How They Fit Together: Bell Curves, Bayesian Inference and Black Swans

May 1, 2012
343 Views

Probability is defined as the possibility, chance or odds of likelihood that a certain event or occurrence will take place now or in the future.  In a world where business managers like to “know the odds”, how does probabilistic thinking (Frequentism and Bayesian) mesh with extreme events (i.e. Black Swans) that just cannot be predicted?

Probability is defined as the possibility, chance or odds of likelihood that a certain event or occurrence will take place now or in the future.  In a world where business managers like to “know the odds”, how does probabilistic thinking (Frequentism and Bayesian) mesh with extreme events (i.e. Black Swans) that just cannot be predicted?

Statisticians lament how few business managers think probabilistically. In a world awash with data, statisticians claim there are few reasons to not have a decent amount of objective data for decision making. However, there are some events for which there are no data (they haven’t occurred yet), and there are other events that could happen outside the scope of what we think is possible.

The best quote to sum up this framework for decision making comes from the former US Defense secretary Donald Rumsfeld in February 2002:

“There are known knowns; there are things we know we know. We also know there are known unknowns; that is to say we know there are some things we do not know. But there are also unknown unknowns – there are things we do not know we don’t know.”

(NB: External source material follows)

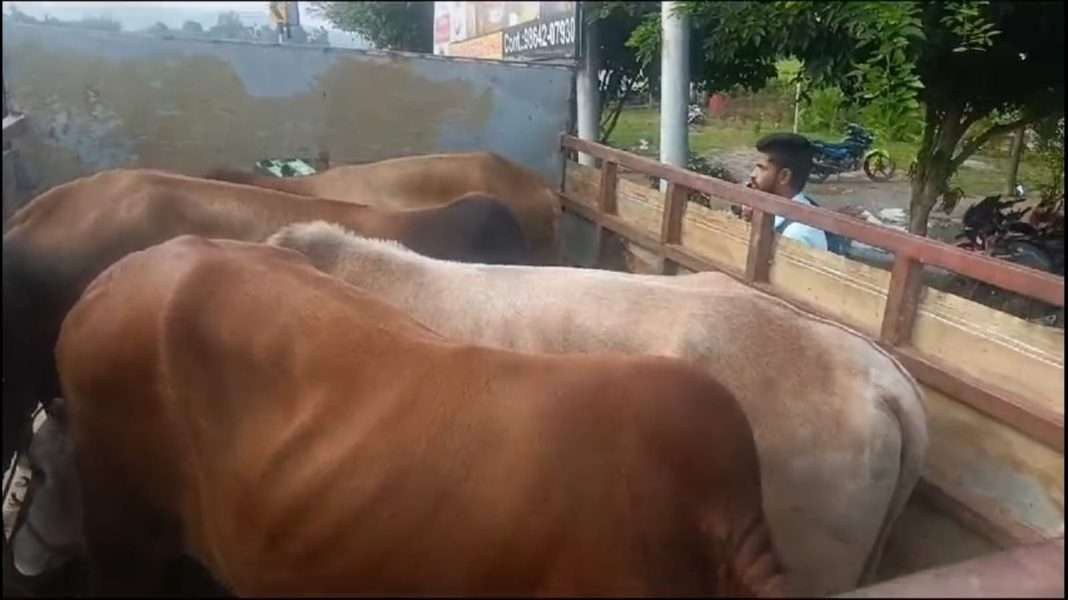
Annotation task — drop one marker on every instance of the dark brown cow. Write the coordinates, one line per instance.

Breaking this statement down, it appears Mr. Rumsfeld is speaking about Frequentism, subjective probability (Bayes) and those rare but extreme events coined by Nassim Taleb as “Black Swans”.

Author Sharon Bertsch McGrayne elucidates the first two types of probabilistic reasoning in her book “The Theory That Would Not Die”.  Frequentism (conventional statistics), she says, relies on measuring the relative frequency of an event that can be repeated time and again under the same conditions. This is the world of p-values, bell curves, coin flips, casinos and actuaries where data driven decision making is objective based on sampling or computations of large data sets.

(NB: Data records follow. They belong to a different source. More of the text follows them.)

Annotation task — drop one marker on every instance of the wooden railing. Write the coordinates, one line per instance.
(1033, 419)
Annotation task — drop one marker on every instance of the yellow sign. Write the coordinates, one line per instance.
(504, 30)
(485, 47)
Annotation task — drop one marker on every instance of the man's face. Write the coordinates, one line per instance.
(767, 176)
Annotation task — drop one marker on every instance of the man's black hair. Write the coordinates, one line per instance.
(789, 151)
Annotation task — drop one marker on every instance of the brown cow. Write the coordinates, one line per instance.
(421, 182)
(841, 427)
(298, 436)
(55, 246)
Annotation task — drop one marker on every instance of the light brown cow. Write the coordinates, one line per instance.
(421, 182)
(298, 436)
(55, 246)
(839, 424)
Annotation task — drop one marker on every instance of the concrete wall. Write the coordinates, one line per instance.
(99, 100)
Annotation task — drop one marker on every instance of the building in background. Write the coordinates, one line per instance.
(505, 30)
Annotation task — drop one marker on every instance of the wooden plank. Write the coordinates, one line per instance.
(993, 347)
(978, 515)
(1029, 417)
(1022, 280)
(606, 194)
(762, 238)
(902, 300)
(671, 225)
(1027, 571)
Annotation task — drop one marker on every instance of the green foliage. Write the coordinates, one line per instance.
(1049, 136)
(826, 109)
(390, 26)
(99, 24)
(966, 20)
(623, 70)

The greater part of McGrayne’s tome concentrates on defining Bayesian Inference, or subjective probability also known as a “measure of belief”. Bayes, she says, allows making of predications with no prior information at all (no frequency of events).With Bayes, one makes an educated guess, and then keeps refining that guess based on new information, thus updating and revising the probabilities, thus getting “closer to certitude.”

Getting back to Rumsfeld’s quote, Rumsfeld seems to be saying we can guess the probability of the “known knowns” because they’ve happened before and we have frequent data to support objective reasoning. These “known knowns” are Nassim Taleb’s White Swans. There are also “known unknowns” or things that have never happened before, but have entered our imaginations as possible events (Taleb’s Grey Swans). We still need probability to discern “the odds” of that event (e.g. dirty nuclear bomb in Los Angeles), so Bayes is helpful because we can infer subjective probabilities or “the possible value of unknowns” from similar situations tangential to our own predicament.  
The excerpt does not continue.